For soliciting Singapore users without a licence, MAS placed Binance on the Investor Alert List (IAL) in September last year. It also referred the case to the police’s Commercial Affairs Department, which started an investigation into Binance for possible contravention of the Payment Services Act.

On the other hand, there was no evidence that FTX was courting Singapore users specifically.

Trades on FTX also could not be transacted in Singapore dollars.

So there was no reason to place FTX on the IAL as there was no evidence that it had contravened the Payment Services Act, MAS said.

And as in the case of “thousands of other financial and crypto entities that operate overseas”, Singapore users were able to access FTX services online.

MAS added that there are hundreds of such exchanges, and thousands of other offshore entities that accept investments in non-crypto assets. “It is not possible to list all of them and no regulator in the world has done so,” it noted.

“The purpose of the IAL is to warn the public of entities that may be wrongly perceived as being MAS-regulated, especially those which solicit Singapore customers for financial business without the requisite MAS licence.

“It does not mean that the thousands of other entities operating offshore, which are not listed on the IAL, are safe to deal with,” MAS added.

The MAS publishes a Financial Institutions Directory on its website that is an exhaustive list of all MAS-regulated entities, besides the IAL.

The most important lesson from the FTX debacle, the regulator said, is that dealing in any cryptocurrency on any platform is hazardous.

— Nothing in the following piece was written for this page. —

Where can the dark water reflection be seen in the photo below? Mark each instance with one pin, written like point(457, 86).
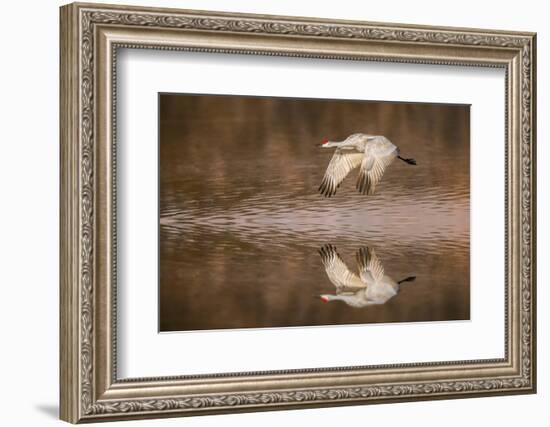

“Crypto exchanges can and do fail. Even if a crypto exchange is licensed in Singapore, it would be currently only regulated to address money-laundering risks, not to protect investors,” said MAS.

It added that this approach is similar to that taken in most jurisdictions.

A key misconception is that it was possible to protect local users who dealt with FTX, such as by ringfencing their assets or ensuring that FTX backed its assets with reserves, MAS said, adding that it is unable to do this as FTX is not licensed by MAS and operates offshore.

In late October, MAS published a consultation paper proposing basic investor protection measures for crypto players who are licensed to operate in Singapore.

That said, even if a crypto exchange is well-managed, cryptocurrencies themselves are highly volatile, said the regulator.

“As MAS has repeatedly stated, there is no protection for customers who deal in cryptocurrencies. They can lose all their money.”